Two bodies are each vying to become the recognised national governing body for skateboarding in the United States in a dispute which bears many similarities with last year's contest to become the international entity in charge of the sport.
The dispute pits USA Roller Skating (USARS), a body already recognised to run roller sports in the country which has little specific experience in skateboarding, against USA Skateboarding, an organisation linked to Gary Ream, the new head of the Skateboarding Commission within World Skate.
A final decision over which one will be recognised should be made by the United States Olympic Committee (USOC).
insidethegames understands the USOC Membership Working Group is currently conducting a review on the two bodies and will provide a recommendation to the Board.
It will not, however, be put to the Board of Directors at their meeting due to be held on Friday (October 13) in Colorado Springs.
Skateboarding was among five new sports added to the Tokyo 2020 Olympic Games last year along with baseball and softball, karate, sport climbing and surfing.
It came following a protracted series of negotiations which ultimately saw the International Roller Sports Federation (FIRS) selected as the world governing body, rather than a specific skateboarding organisation.
Neither the International Skateboarding Federation (ISF) nor the World Skateboarding Federation (WSF) were eligible to apply because they were not recognised by the International Olympic Committee (IOC).
ISF President Gary Ream was appointed head of an FIRS Commission governing the sport, however, while the Tim McFerran-led WSF opened a lawsuit against rival bodies after appearing to have been cut out of the process.
IOC Sports Director Kit McConnell praised this structure in FIRS - who have now been re-branded as World Skate as part of an amalgamated body with the ISF - in an interview with insidethegames late last month in which he welcomed their "growing partnership".

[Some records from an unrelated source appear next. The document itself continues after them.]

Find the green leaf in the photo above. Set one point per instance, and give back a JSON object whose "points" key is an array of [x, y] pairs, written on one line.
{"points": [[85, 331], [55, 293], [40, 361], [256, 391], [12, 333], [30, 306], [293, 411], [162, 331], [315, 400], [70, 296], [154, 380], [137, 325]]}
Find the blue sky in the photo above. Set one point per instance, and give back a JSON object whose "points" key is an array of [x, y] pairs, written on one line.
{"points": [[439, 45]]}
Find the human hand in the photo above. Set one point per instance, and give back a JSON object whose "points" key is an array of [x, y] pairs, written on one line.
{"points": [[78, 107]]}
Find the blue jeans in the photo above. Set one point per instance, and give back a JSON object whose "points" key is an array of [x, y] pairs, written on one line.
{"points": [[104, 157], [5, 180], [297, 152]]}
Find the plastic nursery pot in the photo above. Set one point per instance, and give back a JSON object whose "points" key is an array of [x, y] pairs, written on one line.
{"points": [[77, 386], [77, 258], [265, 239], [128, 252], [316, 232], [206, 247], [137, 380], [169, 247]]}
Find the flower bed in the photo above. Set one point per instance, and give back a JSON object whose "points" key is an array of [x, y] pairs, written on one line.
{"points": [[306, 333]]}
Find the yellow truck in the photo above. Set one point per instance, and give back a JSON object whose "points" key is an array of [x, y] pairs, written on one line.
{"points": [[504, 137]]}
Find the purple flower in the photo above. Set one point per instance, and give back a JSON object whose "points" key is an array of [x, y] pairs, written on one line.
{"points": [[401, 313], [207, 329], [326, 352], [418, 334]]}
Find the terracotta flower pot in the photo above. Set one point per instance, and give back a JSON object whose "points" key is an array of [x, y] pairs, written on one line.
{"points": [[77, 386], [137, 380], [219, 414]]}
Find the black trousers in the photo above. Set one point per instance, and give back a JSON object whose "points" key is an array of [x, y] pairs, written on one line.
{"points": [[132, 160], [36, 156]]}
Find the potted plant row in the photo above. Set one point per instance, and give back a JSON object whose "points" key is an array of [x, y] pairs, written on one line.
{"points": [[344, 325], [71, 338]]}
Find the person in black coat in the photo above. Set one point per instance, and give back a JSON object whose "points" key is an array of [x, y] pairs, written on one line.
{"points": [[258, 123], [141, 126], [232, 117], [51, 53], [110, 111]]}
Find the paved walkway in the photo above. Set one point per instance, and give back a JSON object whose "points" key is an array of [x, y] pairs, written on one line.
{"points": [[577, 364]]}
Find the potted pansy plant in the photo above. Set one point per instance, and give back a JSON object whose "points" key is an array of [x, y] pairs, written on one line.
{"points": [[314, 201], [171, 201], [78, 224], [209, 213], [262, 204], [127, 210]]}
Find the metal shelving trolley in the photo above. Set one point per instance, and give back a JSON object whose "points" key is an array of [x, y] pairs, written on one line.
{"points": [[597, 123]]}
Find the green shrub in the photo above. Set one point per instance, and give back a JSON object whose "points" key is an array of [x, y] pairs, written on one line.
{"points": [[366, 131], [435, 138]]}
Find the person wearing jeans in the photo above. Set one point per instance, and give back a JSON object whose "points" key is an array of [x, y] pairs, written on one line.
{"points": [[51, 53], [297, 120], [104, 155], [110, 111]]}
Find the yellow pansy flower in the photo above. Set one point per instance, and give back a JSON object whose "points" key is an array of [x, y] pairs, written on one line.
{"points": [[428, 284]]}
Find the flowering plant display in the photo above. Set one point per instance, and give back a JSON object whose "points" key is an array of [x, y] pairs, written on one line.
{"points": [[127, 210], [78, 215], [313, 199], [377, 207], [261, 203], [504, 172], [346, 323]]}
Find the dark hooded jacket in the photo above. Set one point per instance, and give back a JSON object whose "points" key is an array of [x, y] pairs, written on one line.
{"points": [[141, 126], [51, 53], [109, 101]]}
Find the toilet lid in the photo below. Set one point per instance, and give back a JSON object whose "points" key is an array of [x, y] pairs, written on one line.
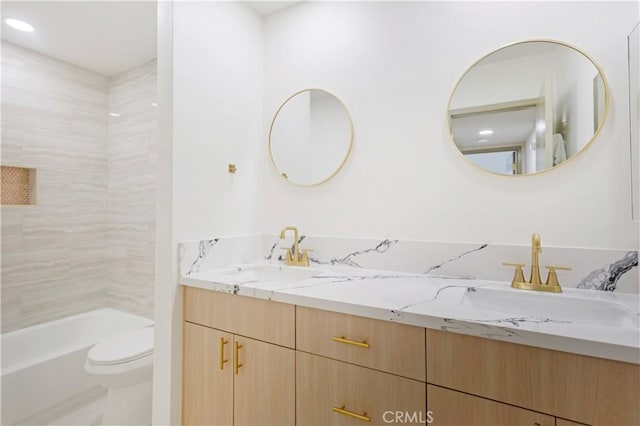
{"points": [[123, 348]]}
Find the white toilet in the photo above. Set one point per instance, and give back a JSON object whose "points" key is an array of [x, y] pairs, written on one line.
{"points": [[124, 365]]}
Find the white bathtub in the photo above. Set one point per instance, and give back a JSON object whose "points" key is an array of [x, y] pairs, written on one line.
{"points": [[43, 365]]}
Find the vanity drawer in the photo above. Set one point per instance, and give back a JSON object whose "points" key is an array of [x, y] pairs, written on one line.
{"points": [[451, 408], [264, 320], [382, 345], [330, 392], [586, 389]]}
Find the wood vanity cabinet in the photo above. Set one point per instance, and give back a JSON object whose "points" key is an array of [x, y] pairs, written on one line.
{"points": [[229, 376], [452, 408], [312, 367], [352, 370], [588, 390]]}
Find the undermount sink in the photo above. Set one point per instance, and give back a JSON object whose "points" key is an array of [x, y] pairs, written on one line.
{"points": [[566, 306], [263, 272]]}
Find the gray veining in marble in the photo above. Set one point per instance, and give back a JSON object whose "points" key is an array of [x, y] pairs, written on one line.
{"points": [[435, 259]]}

However, many disputes are continuing at a national level between roller skating and skateboarding-specific groups.
Six-time Summer X Games park champion Pedro Barros has vowed to boycott the skateboarding competition at the Tokyo 2020 Olympic Games if the Brazilian Confederation of Skate was not chosen as the governing body.
This came despite the Brazil Roller Sports and Hockey Confederation having been selected as the body responsible by the Brazilian Olympic Committee.
A letter was sent to all National Olympic Committees by the IOC on August 11, 2016 during which they requested they recognised all national bodies affiliated to the respective National Federations for the five new sports.
It added, however, that "in the case of skateboarding, a more specific approach may need to be adopted on a case by case basis, to best reflect the reality of the sport in specific countries".
USARS have no long-term experience in skateboarding.
But Article XIV of new bylaws which came into being on January 1 this year specified for the first time how skateboarding was among the 10 disciplines that they govern.
A new Skateboarding Commission was also introduced, with the head of SkatePark Association International, Heidi Lemmons, listed as acting chair.
McFerran, the head of the WSF, was also listed as a "special adviser" for this group in the minutes of a USARS meeting dated October 29, 2016, but it is not clear to what extent he is still involved.
USA Skateboarding, meanwhile, are a somewhat opaque body about which not too much information is known.
An official application submitted to USOC earlier this year, seen by insidethegames, lists their principal office as Woodward in Pennsylvania.
This is the same small town where Ream is based and where the ISF is located.
No officials were listed in the application but Josh Friedberg - the ISF executive director - was listed as the "USA Skateboarding chief executive" when speaking at the Olympic SportsLink Summit in New Orleans on August 20.
Having similar officials entwined so closely in both national and international federations raises questions about the governance and impartiality of the organisation.
An article in Real Skate has also speculated that Ream, a business and skate camp entrepreneur who owns Camp Woodward, may have commercial incentives behind harbouring control at a national and international level.
Neither Ream nor Friedberg have yet responded to insidethegames' requests for a comment.
"I believe that both the purported ISF and USA Skateboarding organisations were ghost entities, from our research it was very difficult to obtain any information at all on either one," answered McFerran when asked about his involvement.
"I have advised [USOC chief executive] Scott Blackmun and the USOC that they need to thoroughly investigate the group that they align with, so as to not open themselves up to liability and be embarrassed in the future.
"Personally, I have no confidence that Reams group will work in the best interest of skateboarding."
World Skate are also yet to respond to insidethegames' requests for a clarification on which claim they support.
USOC are unable to give any public update on progress so far.
The major challenge for whichever body is selected will be ensuring that all leading American skateboarders are available for consideration to be selected.
McConnell and the IOC claim to be confident that this will happen, but concerns have been expressed elsewhere that only selected skaters will be invited to appear at qualification events.
Street and park events will be contested.